So, if a known scumbag posts an "I'll take it" in your sales thread you feel you would be legally obligated to sell them the item? What if the person who says I'll take it doesn't respond with payment? When are you legally unobligated to sell it to the person? How long do you legally have to wait? How do you know you are selling to someone who is legally allowed to own such a knife?
Further, the above bolded contradicts what Thomas said.
Yup. No contract until the seller accepts the offer to buy either by action or by the happening of the event the seller specifies as acceptance. ("I accept the first 'I'll take it" posted in this thread.)
Our society has taken years to work out the best rules for when a deal is made and what the terms of the deal are. As you point out, practical considerations may mean that breaking those rules has no consequence, but having no rules means no one knows for sure what's going on.
Example. You decide that you accept an offer to buy only by payment and the first payor gets the deal. But when does "payment" occur? The law has an answer, but that's "legal nonsense." So is "payment" when you physically get the money order, when you "cash" the money order, or when the money can no longer be pulled back by cancelling the money order?

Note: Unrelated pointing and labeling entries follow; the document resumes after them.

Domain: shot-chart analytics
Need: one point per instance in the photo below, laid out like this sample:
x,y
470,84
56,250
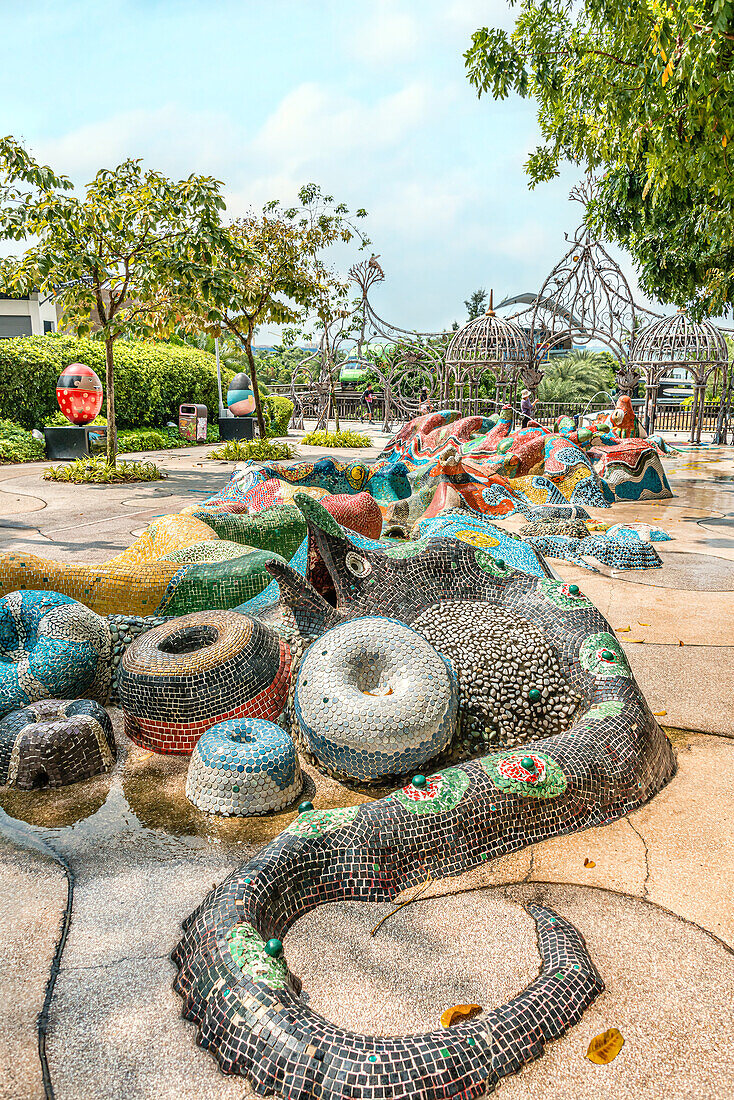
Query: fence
x,y
667,418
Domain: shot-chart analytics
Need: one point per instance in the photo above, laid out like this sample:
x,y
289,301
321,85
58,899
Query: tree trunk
x,y
255,387
111,424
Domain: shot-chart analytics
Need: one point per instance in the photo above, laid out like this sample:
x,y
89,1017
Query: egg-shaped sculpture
x,y
79,393
240,397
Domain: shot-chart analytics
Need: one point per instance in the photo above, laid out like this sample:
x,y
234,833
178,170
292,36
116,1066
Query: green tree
x,y
475,304
645,92
577,377
289,281
108,256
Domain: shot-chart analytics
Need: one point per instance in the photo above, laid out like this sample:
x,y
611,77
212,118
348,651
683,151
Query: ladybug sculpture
x,y
79,393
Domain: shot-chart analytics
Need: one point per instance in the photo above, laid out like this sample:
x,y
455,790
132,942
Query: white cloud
x,y
389,35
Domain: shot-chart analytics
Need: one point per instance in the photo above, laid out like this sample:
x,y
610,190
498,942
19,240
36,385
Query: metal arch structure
x,y
585,297
416,360
486,345
679,342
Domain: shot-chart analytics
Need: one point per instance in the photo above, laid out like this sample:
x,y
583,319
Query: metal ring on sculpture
x,y
195,671
51,646
373,699
55,741
243,767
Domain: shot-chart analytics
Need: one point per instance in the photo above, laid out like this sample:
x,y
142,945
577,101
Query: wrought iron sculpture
x,y
584,298
679,342
485,345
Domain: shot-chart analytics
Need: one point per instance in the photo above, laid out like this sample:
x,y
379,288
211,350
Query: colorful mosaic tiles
x,y
51,646
193,672
243,767
373,699
610,759
55,741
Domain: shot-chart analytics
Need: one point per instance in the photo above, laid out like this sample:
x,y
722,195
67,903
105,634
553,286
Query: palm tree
x,y
577,377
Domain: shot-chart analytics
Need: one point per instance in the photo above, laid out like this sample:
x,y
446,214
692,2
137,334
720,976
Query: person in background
x,y
368,398
526,407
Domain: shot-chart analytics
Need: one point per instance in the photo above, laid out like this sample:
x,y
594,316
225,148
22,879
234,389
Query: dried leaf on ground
x,y
458,1013
604,1048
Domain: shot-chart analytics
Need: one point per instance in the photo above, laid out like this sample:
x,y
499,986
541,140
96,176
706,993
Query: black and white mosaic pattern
x,y
55,741
233,976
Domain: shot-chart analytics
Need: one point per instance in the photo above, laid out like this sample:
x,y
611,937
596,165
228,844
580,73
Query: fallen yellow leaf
x,y
604,1048
459,1012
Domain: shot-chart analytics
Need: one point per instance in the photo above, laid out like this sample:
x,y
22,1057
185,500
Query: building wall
x,y
26,317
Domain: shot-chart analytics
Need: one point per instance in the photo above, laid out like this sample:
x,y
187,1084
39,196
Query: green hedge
x,y
19,446
151,380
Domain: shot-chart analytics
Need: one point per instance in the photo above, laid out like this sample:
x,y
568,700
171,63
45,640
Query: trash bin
x,y
193,422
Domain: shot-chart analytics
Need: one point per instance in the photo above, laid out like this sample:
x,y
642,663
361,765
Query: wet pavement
x,y
135,858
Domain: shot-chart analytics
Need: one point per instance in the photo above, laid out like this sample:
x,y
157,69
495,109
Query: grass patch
x,y
95,471
258,450
337,439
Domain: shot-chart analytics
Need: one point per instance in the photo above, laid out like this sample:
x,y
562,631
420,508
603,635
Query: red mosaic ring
x,y
181,678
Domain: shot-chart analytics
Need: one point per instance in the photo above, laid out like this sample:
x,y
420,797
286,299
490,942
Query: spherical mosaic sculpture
x,y
373,699
195,671
243,767
51,646
55,741
79,393
240,397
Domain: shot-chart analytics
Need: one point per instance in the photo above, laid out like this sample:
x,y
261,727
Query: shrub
x,y
19,446
96,471
276,411
337,439
259,450
151,380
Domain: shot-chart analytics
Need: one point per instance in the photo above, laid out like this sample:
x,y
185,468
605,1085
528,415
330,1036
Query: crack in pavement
x,y
647,858
123,958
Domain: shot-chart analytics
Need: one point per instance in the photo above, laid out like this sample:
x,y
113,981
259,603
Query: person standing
x,y
526,407
368,398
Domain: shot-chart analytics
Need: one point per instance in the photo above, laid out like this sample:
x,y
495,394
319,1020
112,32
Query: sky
x,y
367,98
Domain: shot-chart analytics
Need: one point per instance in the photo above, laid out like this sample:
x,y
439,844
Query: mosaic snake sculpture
x,y
232,974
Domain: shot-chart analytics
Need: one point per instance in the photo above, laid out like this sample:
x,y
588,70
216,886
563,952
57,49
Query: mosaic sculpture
x,y
243,767
51,646
55,741
178,564
373,700
79,393
240,397
193,672
607,757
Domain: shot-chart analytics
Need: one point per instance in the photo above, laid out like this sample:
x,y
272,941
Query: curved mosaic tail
x,y
264,1032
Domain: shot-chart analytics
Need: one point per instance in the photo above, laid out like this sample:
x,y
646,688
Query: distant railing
x,y
351,407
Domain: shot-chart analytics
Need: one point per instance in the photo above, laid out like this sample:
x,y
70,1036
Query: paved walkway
x,y
655,908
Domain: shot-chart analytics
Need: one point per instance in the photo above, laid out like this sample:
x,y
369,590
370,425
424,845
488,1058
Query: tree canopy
x,y
106,256
289,282
645,92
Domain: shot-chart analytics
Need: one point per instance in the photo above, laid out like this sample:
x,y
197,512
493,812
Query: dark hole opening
x,y
189,638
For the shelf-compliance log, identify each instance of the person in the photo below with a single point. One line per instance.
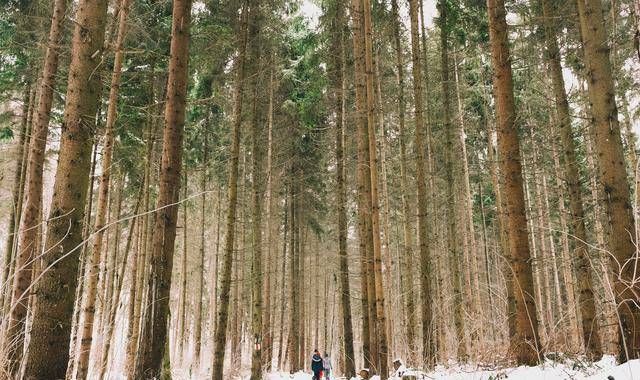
(316, 365)
(326, 361)
(399, 368)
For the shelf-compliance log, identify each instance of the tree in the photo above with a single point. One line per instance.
(337, 69)
(48, 352)
(165, 219)
(88, 309)
(612, 174)
(451, 197)
(590, 330)
(220, 338)
(428, 342)
(28, 246)
(523, 325)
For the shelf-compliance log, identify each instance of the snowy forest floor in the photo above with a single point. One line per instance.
(605, 369)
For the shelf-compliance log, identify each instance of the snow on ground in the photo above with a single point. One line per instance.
(605, 369)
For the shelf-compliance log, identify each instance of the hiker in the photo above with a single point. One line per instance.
(399, 368)
(316, 365)
(326, 361)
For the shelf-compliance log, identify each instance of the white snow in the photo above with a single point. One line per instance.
(570, 370)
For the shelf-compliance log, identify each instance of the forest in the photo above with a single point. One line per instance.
(394, 189)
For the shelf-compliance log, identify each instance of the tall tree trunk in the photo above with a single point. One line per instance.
(407, 257)
(200, 269)
(364, 190)
(337, 72)
(282, 347)
(456, 258)
(165, 219)
(17, 263)
(27, 246)
(381, 322)
(612, 174)
(267, 318)
(232, 204)
(523, 324)
(53, 309)
(256, 195)
(466, 209)
(428, 339)
(103, 194)
(590, 331)
(182, 335)
(110, 308)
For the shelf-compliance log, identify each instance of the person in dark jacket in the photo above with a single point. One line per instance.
(316, 365)
(326, 361)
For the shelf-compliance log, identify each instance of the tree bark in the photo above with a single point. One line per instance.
(232, 204)
(165, 219)
(53, 309)
(103, 194)
(523, 324)
(590, 331)
(337, 70)
(612, 174)
(428, 338)
(456, 258)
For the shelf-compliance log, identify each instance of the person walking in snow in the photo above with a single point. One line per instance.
(316, 365)
(326, 362)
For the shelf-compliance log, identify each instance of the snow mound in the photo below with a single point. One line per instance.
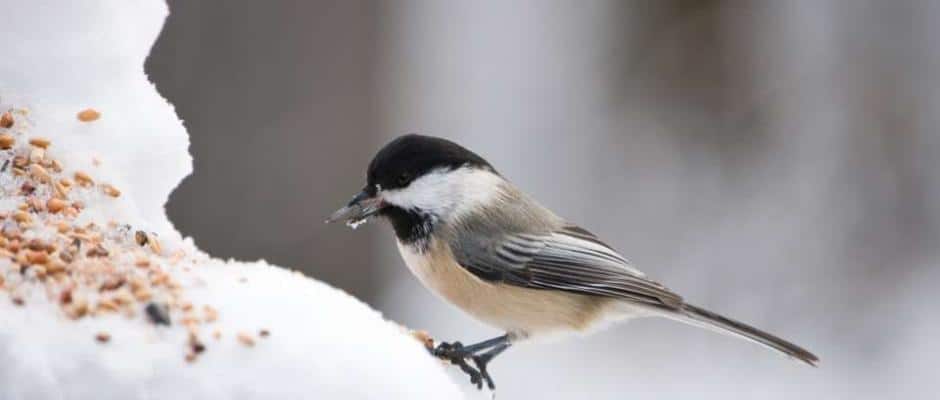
(99, 296)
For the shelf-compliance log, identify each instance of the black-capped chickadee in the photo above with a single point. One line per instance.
(479, 242)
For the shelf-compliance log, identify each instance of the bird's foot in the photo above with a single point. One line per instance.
(480, 361)
(457, 355)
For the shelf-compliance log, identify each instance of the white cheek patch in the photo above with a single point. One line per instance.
(445, 192)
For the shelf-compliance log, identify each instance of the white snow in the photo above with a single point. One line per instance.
(60, 57)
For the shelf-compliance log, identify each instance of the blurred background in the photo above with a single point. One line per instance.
(777, 162)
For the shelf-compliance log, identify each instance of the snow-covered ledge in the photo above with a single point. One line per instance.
(83, 308)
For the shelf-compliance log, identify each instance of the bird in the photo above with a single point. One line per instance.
(479, 242)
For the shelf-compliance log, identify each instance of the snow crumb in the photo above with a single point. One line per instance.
(100, 297)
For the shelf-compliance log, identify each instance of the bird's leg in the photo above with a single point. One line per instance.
(457, 354)
(482, 359)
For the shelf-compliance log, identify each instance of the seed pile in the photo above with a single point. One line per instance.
(89, 270)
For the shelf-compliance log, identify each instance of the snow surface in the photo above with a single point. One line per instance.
(60, 57)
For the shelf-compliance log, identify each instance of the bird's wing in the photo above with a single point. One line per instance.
(569, 259)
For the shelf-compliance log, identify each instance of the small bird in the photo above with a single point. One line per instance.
(477, 241)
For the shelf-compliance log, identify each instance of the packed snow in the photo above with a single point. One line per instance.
(277, 334)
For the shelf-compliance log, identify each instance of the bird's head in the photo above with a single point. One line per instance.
(417, 181)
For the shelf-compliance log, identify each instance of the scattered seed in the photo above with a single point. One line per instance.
(78, 309)
(36, 257)
(7, 141)
(20, 161)
(40, 142)
(158, 314)
(97, 251)
(141, 238)
(6, 120)
(65, 297)
(37, 155)
(83, 179)
(154, 244)
(88, 115)
(39, 173)
(245, 339)
(27, 189)
(107, 304)
(112, 283)
(22, 217)
(54, 205)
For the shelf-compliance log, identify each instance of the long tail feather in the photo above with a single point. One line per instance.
(709, 320)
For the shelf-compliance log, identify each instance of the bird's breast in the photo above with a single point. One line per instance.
(512, 308)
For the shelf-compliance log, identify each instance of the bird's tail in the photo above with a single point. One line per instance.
(709, 320)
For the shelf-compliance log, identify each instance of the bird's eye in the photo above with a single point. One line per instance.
(404, 178)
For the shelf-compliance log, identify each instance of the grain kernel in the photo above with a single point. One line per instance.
(78, 309)
(83, 179)
(37, 155)
(6, 141)
(6, 120)
(61, 190)
(40, 142)
(39, 173)
(37, 257)
(88, 115)
(22, 217)
(54, 205)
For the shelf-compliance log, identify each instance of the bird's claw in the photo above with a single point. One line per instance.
(480, 362)
(455, 354)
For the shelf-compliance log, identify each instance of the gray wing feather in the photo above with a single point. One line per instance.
(569, 259)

And if I was the first to post say "I'll take it," and someone beats me to "payment" by using PayPal a day later instead of a money order, he gets the knife because he "paid first"? Sort of a race to "pay" with you as the arbiter at some point. (And when are you "paid" by PayPal? When the buyer can no longer file a case to get a refund on a phony "Goods not received" claim?)
Obviously, I think society's rules are the way to go. They still leave the seller in control if he is clear about the terms. Clearly, you think otherwise.
If the buyer does not pay, the legal nonsense says he has repudiated the contract and the seller has no obligation to deliver.
I don't know how you would know that a person is or is not "legally allowed" to purchase a given knife - or receive it across state lines (all those automatics that are illegally shipped from state to state and are subject to confiscation as contraband). I think a legally-binding representation that the offeror is "legally allowed" ("by offering to buy, you represent") should do. You should be protected if, down the road, the excrement hits the rotary device -- unless someone can prove you knew better. More of that legal stuff.